DGI-byen is situated within the Meat District (Kødbyen), a historical industrial area that was transformed into a recreation area for cultural and leisure activities from 1993. However, most of DGI-byen consists of new buildings, in contrast to the rest of the Meat District. One exception is Øksnehallen, formerly a stable for 1,600 cattle, now an exhibition and events venue.

First parts of the complex were opened in 1999. It is named after Danske Gymnastik- og Idrætsforeninger ("Danish Gymnastics and Sports Associations"), the main umbrella organisation of 5,000 local sports associations in Denmark with 1,3 million members. The second part of the name is by, Danish for "town" or "city", hinting that the facilities are extensive enough to operate as a mini city within Copenhagen.

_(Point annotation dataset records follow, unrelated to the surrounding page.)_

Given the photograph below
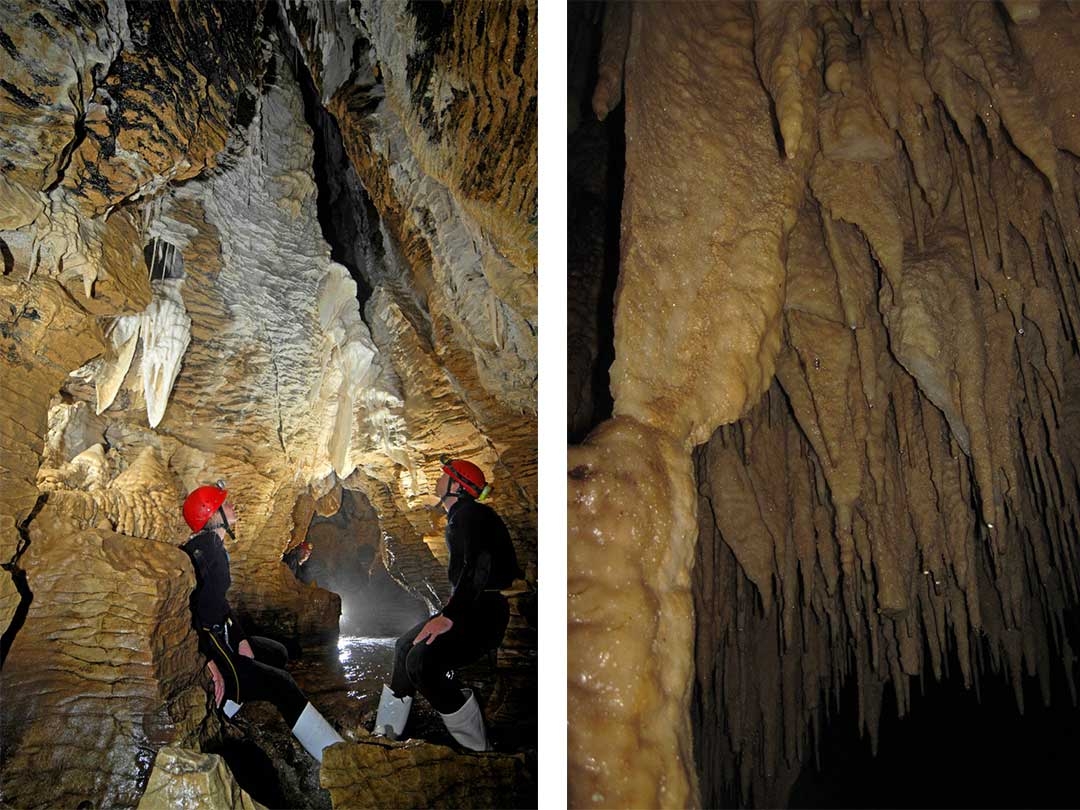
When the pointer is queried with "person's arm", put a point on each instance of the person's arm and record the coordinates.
(238, 636)
(215, 675)
(473, 578)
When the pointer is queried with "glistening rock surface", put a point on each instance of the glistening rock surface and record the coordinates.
(845, 349)
(175, 310)
(380, 773)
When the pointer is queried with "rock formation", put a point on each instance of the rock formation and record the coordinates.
(291, 245)
(844, 436)
(380, 773)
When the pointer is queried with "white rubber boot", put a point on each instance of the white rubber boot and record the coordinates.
(392, 715)
(467, 724)
(314, 732)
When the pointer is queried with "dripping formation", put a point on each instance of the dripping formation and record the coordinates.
(844, 443)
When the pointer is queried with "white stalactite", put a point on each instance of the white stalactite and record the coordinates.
(166, 332)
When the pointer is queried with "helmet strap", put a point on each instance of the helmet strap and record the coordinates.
(225, 521)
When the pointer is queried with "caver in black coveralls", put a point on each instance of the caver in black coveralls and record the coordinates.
(482, 562)
(220, 634)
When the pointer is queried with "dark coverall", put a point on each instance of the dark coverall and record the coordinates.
(482, 562)
(220, 634)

The main building is a 22,000 square metre facility situated directly behind Copenhagen Central Station. A walled-off portion provides infrastructure for DGI-byen's numerous cultural activities and events. DGI-byen is a rapidly expanding area of the city, with ongoing construction. DGI-byen hosts a variety of banquets, concerts, etc. One recognizable landmark seen from the Central Station is a giant outdoor climbing gym wall. The recreational facilities are aimed at the common public, rather than a business or upscale segment.